After successfully working with numerous sports, news and entertainment groups including the NBA, the NHL, Fox Sports, NASCAR, the band Coldplay and more, NextVR is preparing for their next stage of development. Key industry luminaries such as Peter Guber (founder and CEO of Mandalay Entertainment) have joined an advisory board to provide strategic advice through NextVR’s expansion as virtual reality becomes more mainstream.

“For those who haven’t experienced it yet, it’s hard to imagine what NextVR is capable of delivering with their live virtual reality technology. They have engineered the closest thing to putting you in the best seat in the house virtually that is possible,” said Peter Guber, Mandalay Entertainment CEO, in a release. “It’s a game-changer for live sports, festivals, concerts, shopping, and travel.”

NextVR is therefore providing a powerful immersive experience without rendering into light fields, although they have used light fields to help at the start of the process in some cases. They are also using “LIDAR, camera and using its own position in a mapped space, we’ve used ‘time of flight’, we’ve used ‘structured light – which is really just LIDAR and SLAM, we have used dynamic light, but out of all of them light fields has been the most effective for quickly acquiring an accurate depth map and then being able to include that depth map in the processing that we already do,” says Cole.

NextVR’s pipeline is significant and has already resulted in several patents. The company aims for maximum image quality, mastering in very high resolution, often shooting using multiple RED cameras with 6K capture and well above their required frame rate, both for higher image fidelity and lower noise images.
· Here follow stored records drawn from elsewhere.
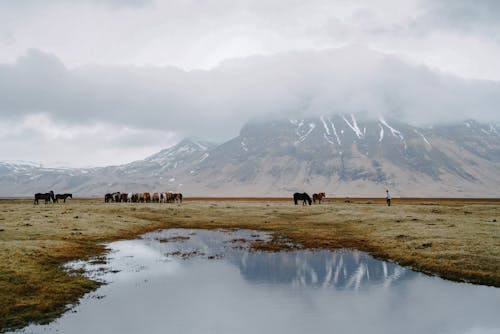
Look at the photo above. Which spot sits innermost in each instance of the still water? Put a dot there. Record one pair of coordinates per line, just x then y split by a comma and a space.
198, 281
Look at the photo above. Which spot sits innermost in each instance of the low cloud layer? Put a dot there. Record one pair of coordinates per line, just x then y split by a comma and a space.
214, 104
175, 68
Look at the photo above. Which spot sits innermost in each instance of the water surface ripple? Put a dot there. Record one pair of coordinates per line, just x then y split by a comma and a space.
200, 281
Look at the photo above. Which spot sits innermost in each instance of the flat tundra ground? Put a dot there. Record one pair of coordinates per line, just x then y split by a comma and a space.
457, 239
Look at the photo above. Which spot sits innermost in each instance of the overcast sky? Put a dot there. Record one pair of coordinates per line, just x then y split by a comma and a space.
99, 82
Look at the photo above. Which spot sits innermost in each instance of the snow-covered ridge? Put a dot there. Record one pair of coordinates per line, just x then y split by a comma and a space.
354, 126
302, 130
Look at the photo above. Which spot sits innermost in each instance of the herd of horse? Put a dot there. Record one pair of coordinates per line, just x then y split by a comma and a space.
48, 197
166, 197
305, 198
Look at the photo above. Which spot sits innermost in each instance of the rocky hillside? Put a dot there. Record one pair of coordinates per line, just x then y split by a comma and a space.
343, 155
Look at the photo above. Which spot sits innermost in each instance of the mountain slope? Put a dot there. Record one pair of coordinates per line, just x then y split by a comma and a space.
343, 155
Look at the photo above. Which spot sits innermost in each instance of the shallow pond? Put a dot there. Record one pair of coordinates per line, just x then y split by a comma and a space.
199, 281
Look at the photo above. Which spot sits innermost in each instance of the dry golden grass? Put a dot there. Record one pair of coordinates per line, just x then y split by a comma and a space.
455, 239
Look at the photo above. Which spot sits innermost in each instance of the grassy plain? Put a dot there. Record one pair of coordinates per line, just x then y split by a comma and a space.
455, 239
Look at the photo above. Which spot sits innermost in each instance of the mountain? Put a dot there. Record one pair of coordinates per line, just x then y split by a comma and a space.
343, 155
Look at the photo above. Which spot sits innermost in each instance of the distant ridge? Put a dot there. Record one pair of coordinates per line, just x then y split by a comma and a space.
343, 155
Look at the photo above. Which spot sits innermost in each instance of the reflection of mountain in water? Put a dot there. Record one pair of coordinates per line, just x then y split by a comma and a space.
341, 269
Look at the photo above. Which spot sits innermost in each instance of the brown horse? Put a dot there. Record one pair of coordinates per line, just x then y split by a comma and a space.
318, 197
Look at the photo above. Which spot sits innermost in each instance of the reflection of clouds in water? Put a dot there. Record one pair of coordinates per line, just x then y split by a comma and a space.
343, 270
289, 292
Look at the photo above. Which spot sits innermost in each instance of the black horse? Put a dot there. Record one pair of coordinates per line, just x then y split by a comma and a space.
47, 197
63, 196
303, 197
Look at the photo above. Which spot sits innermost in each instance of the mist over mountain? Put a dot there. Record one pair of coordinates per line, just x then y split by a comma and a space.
343, 155
214, 104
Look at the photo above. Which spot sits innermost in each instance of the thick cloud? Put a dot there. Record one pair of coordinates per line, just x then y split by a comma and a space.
214, 104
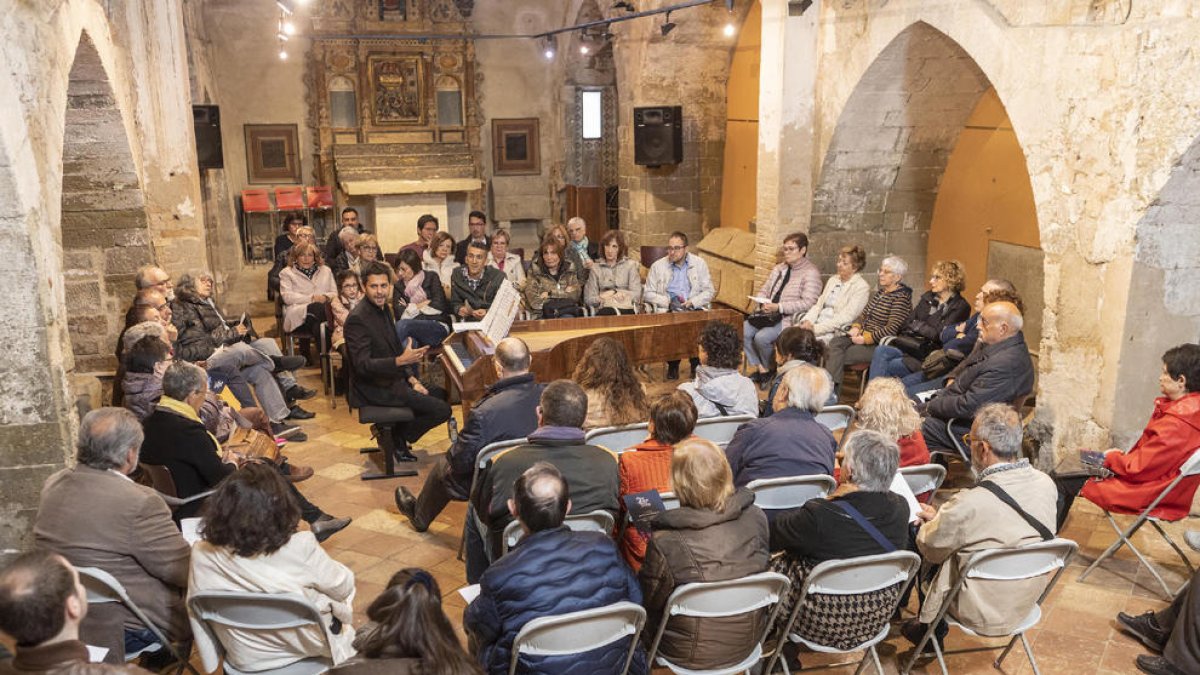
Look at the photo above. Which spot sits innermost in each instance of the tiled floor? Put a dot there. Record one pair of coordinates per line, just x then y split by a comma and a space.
1078, 632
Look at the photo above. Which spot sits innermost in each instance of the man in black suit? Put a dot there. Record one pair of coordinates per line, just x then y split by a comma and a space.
382, 365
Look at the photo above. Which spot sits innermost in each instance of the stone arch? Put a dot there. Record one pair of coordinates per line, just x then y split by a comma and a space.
105, 228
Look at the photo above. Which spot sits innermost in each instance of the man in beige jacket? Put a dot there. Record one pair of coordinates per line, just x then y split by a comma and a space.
976, 519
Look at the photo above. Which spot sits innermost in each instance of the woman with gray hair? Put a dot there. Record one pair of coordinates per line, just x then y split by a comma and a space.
790, 442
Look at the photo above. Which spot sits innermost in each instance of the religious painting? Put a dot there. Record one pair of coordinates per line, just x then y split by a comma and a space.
397, 95
515, 150
273, 153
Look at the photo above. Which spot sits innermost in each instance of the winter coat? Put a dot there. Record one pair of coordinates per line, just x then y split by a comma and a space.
1153, 461
721, 386
691, 545
551, 572
790, 442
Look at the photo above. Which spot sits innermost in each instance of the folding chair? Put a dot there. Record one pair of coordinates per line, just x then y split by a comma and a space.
255, 613
618, 438
837, 418
720, 430
593, 521
102, 587
924, 478
1125, 537
580, 632
723, 598
791, 491
1002, 565
851, 577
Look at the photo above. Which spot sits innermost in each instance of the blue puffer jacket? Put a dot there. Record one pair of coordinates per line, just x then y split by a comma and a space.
552, 572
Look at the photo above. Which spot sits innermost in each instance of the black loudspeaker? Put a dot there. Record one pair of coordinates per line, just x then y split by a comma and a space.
208, 136
658, 136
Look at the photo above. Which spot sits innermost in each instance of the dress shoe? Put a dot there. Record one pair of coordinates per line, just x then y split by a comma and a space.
1157, 665
327, 526
407, 505
300, 413
1145, 628
288, 363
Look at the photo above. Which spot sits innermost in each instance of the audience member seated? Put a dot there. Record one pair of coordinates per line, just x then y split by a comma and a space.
976, 519
887, 408
841, 300
499, 257
473, 286
349, 293
676, 282
552, 571
305, 286
555, 287
505, 412
41, 607
426, 228
999, 371
719, 389
791, 288
349, 256
94, 515
177, 438
795, 346
381, 362
616, 396
408, 632
477, 231
715, 535
790, 442
558, 440
615, 284
882, 317
862, 518
250, 544
419, 292
1173, 633
942, 306
439, 258
1170, 437
647, 465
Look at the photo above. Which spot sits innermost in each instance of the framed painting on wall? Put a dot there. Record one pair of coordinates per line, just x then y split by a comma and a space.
273, 154
515, 147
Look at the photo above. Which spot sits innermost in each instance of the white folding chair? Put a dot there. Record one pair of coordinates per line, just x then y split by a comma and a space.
923, 478
720, 430
790, 491
851, 577
1125, 537
723, 598
1002, 565
102, 587
617, 438
593, 521
256, 613
837, 418
580, 632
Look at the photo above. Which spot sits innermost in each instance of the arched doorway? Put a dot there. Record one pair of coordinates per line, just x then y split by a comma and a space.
105, 230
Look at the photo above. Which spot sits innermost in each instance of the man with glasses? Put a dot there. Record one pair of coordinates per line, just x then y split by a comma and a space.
679, 281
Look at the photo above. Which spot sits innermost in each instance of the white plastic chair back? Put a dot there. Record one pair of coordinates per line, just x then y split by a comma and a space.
720, 430
580, 632
618, 438
923, 478
594, 521
790, 491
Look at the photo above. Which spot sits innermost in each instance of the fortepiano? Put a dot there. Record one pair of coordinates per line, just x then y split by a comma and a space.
558, 344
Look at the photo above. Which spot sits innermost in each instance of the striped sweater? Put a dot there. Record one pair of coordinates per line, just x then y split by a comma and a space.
885, 314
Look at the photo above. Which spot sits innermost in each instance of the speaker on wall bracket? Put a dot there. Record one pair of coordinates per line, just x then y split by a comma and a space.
658, 136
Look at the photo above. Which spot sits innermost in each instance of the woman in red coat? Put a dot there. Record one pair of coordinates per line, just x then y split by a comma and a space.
1155, 460
647, 466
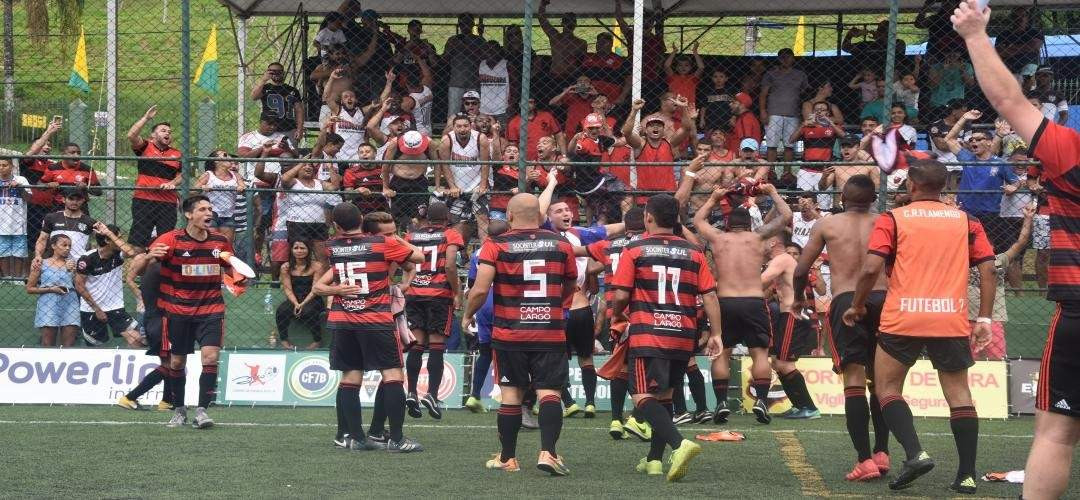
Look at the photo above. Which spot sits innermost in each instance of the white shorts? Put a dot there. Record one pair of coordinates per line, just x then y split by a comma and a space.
808, 181
779, 130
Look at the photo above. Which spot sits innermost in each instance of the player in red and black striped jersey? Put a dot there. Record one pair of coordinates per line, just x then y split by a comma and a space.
657, 284
433, 294
363, 325
532, 274
192, 260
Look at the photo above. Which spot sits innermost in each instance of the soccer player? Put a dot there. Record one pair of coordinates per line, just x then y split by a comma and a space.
362, 323
191, 267
657, 283
847, 234
430, 301
930, 246
743, 310
532, 274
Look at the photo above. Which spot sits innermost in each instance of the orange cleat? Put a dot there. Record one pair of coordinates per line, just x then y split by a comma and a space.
864, 471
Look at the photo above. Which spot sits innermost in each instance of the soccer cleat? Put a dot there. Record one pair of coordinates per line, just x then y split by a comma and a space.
912, 470
617, 431
642, 430
433, 405
680, 459
404, 446
413, 406
202, 420
551, 464
881, 459
509, 465
650, 467
474, 405
179, 418
864, 471
761, 411
966, 486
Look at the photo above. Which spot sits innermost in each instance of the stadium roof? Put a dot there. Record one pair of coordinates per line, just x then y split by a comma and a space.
513, 8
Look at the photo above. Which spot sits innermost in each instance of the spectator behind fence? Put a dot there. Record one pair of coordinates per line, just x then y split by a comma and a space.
300, 305
57, 310
780, 104
281, 103
14, 196
462, 54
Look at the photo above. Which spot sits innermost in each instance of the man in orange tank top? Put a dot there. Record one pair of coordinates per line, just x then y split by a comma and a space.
928, 247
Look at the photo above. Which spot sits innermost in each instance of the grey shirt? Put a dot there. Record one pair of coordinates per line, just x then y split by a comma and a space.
785, 90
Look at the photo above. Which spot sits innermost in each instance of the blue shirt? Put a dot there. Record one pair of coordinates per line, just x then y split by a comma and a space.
983, 178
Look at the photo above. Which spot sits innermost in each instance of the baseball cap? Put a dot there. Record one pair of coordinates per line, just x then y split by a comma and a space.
413, 143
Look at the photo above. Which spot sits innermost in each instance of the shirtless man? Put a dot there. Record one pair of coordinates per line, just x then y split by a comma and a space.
739, 257
847, 235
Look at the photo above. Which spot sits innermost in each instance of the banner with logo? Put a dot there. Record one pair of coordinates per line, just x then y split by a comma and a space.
82, 376
987, 380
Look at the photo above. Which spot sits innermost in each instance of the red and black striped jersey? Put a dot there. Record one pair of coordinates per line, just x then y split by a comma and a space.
530, 269
431, 280
191, 273
364, 260
664, 275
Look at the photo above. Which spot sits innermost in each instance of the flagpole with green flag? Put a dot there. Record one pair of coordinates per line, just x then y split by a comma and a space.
206, 72
80, 71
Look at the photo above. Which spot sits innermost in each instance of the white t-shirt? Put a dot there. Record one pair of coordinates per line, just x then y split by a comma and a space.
13, 206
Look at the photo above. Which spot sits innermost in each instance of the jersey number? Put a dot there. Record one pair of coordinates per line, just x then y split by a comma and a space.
348, 274
662, 273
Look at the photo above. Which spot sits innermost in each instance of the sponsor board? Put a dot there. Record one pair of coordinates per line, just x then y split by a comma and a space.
987, 380
82, 376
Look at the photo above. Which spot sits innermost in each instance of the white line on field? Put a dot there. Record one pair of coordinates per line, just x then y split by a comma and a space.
429, 426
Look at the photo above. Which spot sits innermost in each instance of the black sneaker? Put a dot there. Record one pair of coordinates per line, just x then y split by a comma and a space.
912, 470
413, 406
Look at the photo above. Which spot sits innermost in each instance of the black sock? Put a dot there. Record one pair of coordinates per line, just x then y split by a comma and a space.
856, 413
435, 351
551, 422
661, 421
618, 397
589, 382
207, 386
880, 428
898, 415
964, 423
413, 362
148, 382
510, 423
394, 404
697, 383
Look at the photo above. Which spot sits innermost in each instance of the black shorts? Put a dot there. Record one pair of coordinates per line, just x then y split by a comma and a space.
539, 369
365, 351
431, 315
1058, 391
745, 321
853, 343
945, 353
310, 231
179, 334
653, 375
580, 332
150, 218
96, 332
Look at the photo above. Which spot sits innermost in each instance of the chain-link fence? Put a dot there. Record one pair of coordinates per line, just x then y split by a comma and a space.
401, 111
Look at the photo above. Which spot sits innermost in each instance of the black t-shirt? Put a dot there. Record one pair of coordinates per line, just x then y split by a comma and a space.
279, 102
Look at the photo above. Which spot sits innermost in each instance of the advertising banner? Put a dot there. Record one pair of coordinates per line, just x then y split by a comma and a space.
922, 389
82, 376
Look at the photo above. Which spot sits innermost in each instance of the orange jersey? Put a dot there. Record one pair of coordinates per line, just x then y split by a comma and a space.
929, 246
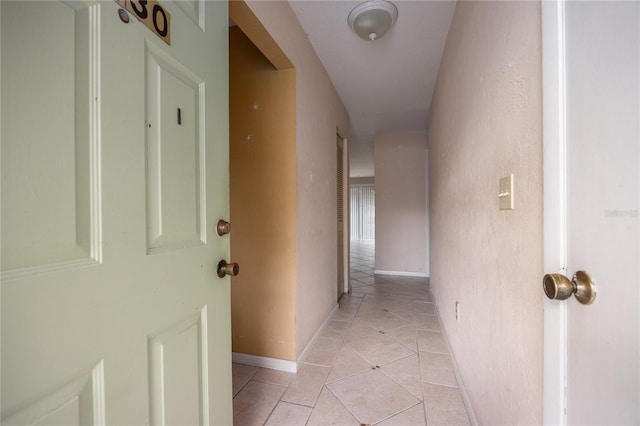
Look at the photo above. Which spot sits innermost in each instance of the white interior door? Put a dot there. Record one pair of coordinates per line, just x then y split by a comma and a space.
591, 54
114, 174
Cole points to the absolute need for low noise, high dynamic range without crushing the blacks or clipping the highlights. “There is infinitely less that the viewer can tolerate (in VR) than when they say in a traditional 3D display like a 3D movie or on 3D television,” he says. “As you ratchet up the immersion level – the tolerance for artifacts becomes lower and lower.” Quality is clearly key to the process, as the multiple RED rigs are on paper overkill in resolution and quality, yet Cole thinks capture quality is key to producing good VR.


note
Here you can see NextVR’s overlay of the geometry and the live action it was derived from.

The popular press has taken NextVR’s use of light fields to mean they have a real-time full light field solution and the company stresses this is not the case. Of course, how they make immersive live events does not matter to the public – what matters is that the experience is compelling and enjoyable.

The NextVR solution is effective and no more processor-intensive then say a PC game engine VR experience. They are “killing the decoder,” jokes Cole, in the mobile version of their application, “the thermal load we put on the phone is about heavy as playing a pretty hardcore game or VR game on your GearVR”. (2880 x 1440 @60Mhz). NextVR is available as stream-able with between 4 and 8 megabits per second “with very, very precise compression,” says Cole.

But like light field solutions, NextVR has a solution that allows 6 degrees of freedom (positional tracking), but it also allows for applications “which are not binocular stereo,” comments Cole, referring to things such as Magic Leap. Cole also points out ideally for such MR solutions you want an entire volumetric solution, which is not really feasible from the standpoint of acquisition and rendering. But a hybrid solution of real-time stereo resolution and a pre-calculated map does offer real potential in such future volumetric applications, Cole believes. “We can render our video experience into an accurate enough volume to make it work inside one of these non-stereo, rendered technologies.”